À cela s’ajoute ce tic si typique des vidéos anti-piratage de criminaliser plutôt qu’éduquer : « Achetez-en un, pour chaque ordinateur que vous utilisez / Tout le reste, c’est comme aller au magasin / Prendre le disque et sortir par la porte / Ça s’appelle voler, voler, prendre ce qui n’est pas à toi / Est-ce vraiment là que tu veux que ta vie aille? C’est-à-dire que ça commence comme ça et se termine dans le crime organisé, un manuel « Du porrón au joint ».

Ne copiez pas 2 : la suite

En 2009, la Software and Information Industry Association (SIIA) a publié une suite officielle à la vidéo, avec le retour de ME Hart en tant que MC Double Def DP. Fait intéressant, la vidéo est bien consciente du ridicule qu’ils avaient fait avec le premier opus. et essaie de se faire plaisir avec les téléspectateurs beaucoup plus cyniques de 2009 en riant. Mais attention, semble-t-il dire, à l’heure d’Internet le message reste le même.

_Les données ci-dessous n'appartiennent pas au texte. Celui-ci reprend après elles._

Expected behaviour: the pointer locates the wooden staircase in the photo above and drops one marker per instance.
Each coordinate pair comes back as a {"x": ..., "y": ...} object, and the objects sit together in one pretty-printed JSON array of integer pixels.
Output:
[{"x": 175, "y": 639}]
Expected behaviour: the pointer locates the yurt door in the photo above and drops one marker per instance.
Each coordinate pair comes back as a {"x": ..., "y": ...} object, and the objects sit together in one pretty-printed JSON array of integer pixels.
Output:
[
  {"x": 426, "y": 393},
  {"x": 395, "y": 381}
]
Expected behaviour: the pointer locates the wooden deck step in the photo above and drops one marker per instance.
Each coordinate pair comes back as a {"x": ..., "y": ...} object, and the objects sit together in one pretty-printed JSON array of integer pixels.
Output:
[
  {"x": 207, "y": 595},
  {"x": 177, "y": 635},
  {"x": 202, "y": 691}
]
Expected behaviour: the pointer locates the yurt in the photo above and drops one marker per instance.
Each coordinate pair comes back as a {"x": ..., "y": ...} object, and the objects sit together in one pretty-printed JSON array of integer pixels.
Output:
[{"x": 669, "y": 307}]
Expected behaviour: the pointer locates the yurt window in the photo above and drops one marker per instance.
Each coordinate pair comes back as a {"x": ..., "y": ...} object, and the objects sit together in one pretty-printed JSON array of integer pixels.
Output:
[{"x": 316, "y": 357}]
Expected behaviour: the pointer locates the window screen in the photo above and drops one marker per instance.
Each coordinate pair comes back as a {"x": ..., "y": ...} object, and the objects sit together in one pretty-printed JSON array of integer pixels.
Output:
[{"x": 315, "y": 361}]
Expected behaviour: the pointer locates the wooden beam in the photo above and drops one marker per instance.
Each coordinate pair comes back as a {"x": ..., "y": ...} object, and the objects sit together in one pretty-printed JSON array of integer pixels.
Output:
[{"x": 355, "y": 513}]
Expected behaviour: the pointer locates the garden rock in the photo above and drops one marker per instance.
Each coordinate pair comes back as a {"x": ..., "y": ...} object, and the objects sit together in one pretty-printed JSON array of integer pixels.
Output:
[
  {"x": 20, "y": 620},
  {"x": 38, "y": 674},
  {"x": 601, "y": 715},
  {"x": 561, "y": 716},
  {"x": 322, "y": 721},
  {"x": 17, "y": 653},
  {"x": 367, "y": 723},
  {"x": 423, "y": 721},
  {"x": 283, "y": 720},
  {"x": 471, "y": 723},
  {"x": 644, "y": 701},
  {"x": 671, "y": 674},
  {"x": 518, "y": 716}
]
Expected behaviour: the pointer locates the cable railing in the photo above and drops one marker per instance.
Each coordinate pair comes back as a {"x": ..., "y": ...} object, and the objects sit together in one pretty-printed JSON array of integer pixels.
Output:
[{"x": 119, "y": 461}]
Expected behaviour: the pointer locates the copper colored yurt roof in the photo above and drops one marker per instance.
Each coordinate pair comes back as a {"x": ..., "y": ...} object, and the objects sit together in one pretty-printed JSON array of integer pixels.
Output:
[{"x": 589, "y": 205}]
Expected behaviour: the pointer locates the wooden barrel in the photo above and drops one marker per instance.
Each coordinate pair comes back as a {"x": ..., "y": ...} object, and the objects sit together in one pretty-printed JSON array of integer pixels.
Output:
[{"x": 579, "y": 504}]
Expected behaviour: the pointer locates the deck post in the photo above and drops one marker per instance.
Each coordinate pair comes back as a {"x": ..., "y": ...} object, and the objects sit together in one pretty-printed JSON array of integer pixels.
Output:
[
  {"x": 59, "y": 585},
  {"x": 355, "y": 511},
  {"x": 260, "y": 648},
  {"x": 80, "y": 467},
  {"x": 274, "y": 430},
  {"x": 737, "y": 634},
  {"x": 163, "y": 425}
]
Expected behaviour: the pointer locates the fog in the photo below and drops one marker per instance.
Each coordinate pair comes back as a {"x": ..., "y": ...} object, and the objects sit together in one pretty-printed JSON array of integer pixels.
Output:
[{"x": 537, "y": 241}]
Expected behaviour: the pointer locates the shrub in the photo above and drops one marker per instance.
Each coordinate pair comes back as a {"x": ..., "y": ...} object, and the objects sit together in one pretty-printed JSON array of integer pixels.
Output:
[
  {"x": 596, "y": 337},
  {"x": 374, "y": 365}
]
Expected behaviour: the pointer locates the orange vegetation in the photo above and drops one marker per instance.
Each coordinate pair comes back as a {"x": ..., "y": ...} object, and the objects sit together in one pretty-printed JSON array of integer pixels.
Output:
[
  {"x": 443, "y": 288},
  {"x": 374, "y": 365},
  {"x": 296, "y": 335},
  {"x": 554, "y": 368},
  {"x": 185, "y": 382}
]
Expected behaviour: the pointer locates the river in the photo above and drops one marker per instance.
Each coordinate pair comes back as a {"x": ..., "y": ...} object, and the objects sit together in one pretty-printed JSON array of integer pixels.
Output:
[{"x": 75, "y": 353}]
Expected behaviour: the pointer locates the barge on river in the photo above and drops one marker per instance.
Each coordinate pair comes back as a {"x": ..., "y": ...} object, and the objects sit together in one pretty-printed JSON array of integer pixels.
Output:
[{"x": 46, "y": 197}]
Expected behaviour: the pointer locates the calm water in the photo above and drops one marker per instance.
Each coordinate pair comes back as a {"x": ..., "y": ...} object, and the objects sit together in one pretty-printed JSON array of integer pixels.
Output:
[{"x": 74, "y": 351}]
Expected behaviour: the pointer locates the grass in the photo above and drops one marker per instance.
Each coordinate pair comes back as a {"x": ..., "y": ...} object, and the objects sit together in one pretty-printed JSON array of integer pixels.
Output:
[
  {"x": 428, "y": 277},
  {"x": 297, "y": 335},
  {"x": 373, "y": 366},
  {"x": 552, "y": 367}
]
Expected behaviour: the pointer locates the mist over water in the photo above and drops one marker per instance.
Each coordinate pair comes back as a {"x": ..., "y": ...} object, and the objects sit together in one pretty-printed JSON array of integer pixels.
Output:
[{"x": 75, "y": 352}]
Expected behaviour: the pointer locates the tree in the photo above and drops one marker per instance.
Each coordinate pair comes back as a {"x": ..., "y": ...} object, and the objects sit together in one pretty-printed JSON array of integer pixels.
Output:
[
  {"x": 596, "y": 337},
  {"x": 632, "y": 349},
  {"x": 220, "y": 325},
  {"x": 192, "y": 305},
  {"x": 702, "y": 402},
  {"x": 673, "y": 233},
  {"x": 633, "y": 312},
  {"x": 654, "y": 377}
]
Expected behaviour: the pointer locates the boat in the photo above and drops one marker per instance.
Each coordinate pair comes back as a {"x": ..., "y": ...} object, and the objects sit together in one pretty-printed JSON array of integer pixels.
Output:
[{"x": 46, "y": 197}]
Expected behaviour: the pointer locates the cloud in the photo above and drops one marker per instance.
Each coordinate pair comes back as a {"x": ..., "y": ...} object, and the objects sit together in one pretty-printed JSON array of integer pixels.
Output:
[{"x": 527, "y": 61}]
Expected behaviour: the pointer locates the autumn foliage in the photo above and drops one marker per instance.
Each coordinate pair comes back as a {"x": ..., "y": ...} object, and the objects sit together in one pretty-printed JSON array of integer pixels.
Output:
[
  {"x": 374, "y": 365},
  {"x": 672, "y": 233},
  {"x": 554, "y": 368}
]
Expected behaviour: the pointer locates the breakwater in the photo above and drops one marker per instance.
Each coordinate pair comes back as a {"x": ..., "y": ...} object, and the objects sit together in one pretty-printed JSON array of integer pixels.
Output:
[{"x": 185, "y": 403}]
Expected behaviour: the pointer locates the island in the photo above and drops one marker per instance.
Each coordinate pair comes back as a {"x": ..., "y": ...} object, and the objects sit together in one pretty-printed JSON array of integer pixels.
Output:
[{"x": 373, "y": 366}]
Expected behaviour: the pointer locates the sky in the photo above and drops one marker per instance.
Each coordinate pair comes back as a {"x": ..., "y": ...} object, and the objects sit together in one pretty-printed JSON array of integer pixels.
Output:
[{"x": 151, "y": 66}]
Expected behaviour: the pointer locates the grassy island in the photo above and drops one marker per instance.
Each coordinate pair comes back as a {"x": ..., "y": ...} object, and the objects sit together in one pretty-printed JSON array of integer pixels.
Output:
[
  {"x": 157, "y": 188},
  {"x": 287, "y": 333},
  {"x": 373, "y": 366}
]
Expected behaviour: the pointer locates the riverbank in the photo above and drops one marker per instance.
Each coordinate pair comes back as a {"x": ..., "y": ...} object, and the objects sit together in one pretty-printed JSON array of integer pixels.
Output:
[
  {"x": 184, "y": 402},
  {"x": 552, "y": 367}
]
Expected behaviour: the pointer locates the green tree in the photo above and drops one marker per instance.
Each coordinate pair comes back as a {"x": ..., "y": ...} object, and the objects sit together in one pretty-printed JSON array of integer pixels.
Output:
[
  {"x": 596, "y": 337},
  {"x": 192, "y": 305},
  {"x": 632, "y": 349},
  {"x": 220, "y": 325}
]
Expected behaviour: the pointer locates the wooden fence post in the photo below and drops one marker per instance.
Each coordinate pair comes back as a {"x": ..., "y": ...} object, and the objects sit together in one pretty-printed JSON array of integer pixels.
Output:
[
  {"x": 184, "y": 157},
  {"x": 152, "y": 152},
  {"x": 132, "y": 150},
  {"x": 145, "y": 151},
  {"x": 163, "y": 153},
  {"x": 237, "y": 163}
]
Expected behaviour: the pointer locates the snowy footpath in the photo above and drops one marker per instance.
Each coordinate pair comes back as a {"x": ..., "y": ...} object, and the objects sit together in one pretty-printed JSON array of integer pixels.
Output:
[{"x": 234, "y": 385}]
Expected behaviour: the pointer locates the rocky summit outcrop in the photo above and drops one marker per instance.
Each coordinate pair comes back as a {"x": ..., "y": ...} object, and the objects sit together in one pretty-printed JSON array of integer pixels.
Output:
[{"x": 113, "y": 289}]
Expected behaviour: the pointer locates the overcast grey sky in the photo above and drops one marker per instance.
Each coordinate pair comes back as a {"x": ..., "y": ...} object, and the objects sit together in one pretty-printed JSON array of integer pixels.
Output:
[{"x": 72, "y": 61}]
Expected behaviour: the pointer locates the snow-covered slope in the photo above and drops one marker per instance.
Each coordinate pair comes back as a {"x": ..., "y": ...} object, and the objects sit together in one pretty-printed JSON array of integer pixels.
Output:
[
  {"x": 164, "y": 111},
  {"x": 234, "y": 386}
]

Ou même va plus loin : le rap n’est plus ce truc jovial et cool des années 80, mais le ton des rimes et du contenu devient plus agressif et les menaces sont beaucoup plus puissantes. Le Protecteur du disque ne parle plus des programmeurs, mais de la façon dont vous allez finir par être la risée en prison pour avoir fini en prison pour des conneries comme la copie de disques. Et peut-être que la phrase inclut l’écoute de chansons en boucle pour effrayer les enfants à quel point il est mauvais de copier du contenu protégé par le droit d’auteur.